I had my fortune told the night before the wedding. A woman with a red, porcelain mask over her face ran her fingers over my palms and had me spit into a bowl of cracked eggs and coffee grounds. She pinched shards of egg-shell between her yellow fingernails and crunched on them happily while we talked.
“Oh, Sean’s definitely cheating,” she told me, flipping through a pack of playing cards with her free hand as her other clawed through the egg-coffee muck. “That girl he works with, Rachel? She’s fucking him right now, I guarantee it. Go home, you’ll see.”
I passed my fifty dollar bill across the table, and she offered me a cigarette before I left. I took it, but only could take a few drags before I excused myself into the bathroom to throw up. There was blood, and some of it splashed onto the tile. I threw the cigarette into the bowl and flushed it down the toilet. When I finished, I pinched the bags under my eyes and raked my fingers through my greasy hair.
I had a tube of lipstick in my pocket, and wrote his name across the mirror. It was an ugly shade of plum, and it began to melt, drops of purple wax leaking down the glassy surface. I dragged my finger through the letters, and my reflection shifted and shook until I was seeing him, sitting on our bed, reading glasses perched on the end of his nose, reading a book on acting methods of musical theatre. I hated him for it. I hated him for the heavy lump in my stomach that didn’t go away, the feeling that something horrible was going to happen, only to have his perpetual innocence prove me wrong.

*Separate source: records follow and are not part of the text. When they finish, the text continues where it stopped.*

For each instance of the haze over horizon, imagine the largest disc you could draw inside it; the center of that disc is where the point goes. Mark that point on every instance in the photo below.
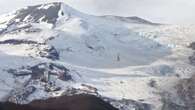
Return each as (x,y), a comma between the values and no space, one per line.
(162,11)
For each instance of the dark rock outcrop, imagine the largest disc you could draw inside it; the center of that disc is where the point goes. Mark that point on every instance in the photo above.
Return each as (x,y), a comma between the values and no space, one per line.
(76,102)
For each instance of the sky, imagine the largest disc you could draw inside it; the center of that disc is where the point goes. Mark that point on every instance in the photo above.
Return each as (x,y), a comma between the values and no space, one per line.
(162,11)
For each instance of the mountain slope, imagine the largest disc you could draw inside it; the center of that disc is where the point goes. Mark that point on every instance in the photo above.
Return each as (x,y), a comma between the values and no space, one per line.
(55,50)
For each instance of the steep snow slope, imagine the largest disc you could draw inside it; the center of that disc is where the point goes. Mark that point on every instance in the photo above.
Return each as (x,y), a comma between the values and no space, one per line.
(53,48)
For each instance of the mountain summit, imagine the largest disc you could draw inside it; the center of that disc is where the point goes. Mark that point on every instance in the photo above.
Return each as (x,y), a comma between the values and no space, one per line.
(52,50)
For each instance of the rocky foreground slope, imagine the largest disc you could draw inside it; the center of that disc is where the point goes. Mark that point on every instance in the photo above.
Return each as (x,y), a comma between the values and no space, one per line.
(52,50)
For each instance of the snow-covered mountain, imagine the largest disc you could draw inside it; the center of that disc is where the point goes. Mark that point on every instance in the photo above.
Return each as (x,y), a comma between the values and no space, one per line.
(52,49)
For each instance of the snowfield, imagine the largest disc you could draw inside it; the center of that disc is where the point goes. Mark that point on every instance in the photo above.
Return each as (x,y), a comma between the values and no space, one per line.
(115,57)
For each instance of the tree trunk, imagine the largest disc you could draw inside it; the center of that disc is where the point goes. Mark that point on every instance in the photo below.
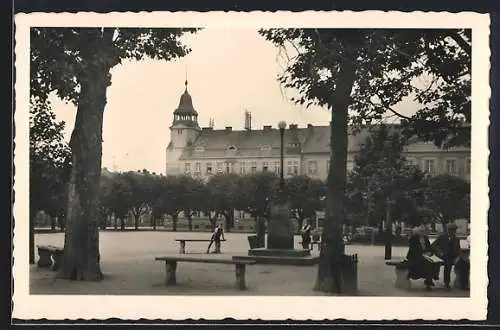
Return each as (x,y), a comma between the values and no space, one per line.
(329,278)
(81,241)
(136,215)
(190,221)
(32,238)
(174,223)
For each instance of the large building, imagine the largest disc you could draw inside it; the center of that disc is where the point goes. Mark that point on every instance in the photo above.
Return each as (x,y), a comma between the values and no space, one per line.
(202,152)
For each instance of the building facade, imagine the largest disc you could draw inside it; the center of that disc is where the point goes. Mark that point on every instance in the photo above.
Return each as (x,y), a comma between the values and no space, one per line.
(203,152)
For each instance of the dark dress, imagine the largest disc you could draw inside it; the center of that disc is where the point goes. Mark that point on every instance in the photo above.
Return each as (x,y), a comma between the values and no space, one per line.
(418,266)
(448,249)
(306,236)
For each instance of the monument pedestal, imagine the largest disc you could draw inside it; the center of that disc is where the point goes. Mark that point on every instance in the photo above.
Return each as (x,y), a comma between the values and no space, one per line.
(280,242)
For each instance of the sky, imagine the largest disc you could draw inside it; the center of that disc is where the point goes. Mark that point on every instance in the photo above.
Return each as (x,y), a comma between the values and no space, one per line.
(228,71)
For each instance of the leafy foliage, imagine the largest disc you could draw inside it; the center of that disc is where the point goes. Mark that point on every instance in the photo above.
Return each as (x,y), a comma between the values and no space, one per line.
(448,196)
(256,193)
(75,63)
(60,57)
(224,193)
(305,195)
(430,67)
(380,172)
(50,163)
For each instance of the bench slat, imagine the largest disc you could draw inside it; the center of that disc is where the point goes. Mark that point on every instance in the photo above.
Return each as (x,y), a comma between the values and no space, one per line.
(196,240)
(208,261)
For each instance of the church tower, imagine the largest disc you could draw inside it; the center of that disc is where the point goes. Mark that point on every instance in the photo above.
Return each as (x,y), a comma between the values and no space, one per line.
(183,132)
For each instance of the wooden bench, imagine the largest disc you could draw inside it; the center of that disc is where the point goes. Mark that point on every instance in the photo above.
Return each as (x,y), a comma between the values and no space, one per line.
(50,256)
(171,267)
(401,268)
(182,249)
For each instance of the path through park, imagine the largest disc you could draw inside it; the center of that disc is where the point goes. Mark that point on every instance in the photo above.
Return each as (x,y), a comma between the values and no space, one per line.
(128,261)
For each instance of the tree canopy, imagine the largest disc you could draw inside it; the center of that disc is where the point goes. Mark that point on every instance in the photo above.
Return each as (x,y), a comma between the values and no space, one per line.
(380,172)
(75,64)
(432,68)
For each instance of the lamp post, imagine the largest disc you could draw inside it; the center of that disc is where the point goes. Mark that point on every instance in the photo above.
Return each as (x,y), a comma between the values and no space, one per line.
(389,202)
(281,126)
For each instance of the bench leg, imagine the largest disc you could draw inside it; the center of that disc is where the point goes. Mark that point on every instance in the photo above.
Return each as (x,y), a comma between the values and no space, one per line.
(240,277)
(171,268)
(402,281)
(44,260)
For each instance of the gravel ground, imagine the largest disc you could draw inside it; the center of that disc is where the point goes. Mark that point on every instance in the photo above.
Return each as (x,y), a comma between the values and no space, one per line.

I left the fortune-teller’s house, and I walked the few blocks quickly enough, but passed our front stoop and kept walking. It was a cold night, and soon I realized I forgot my jacket, but walked two more blocks before I remembered the jacket didn’t belong to me; it was Sean’s.
I got a taxi for the trip back to the fortune-teller’s, even though I could have walked. It was only ten dollars, and the driver glared at me when I told him where I wanted to go. Her door was open, I could hear her laughing somewhere in the back of the house, but I grabbed the jacket off the arm of the couch and left without saying hello or goodbye.
I went home, and Sean was already sleeping, but I didn’t wake him. We got married the next day.
Just wanted to let you know I’m still alive. Please write back.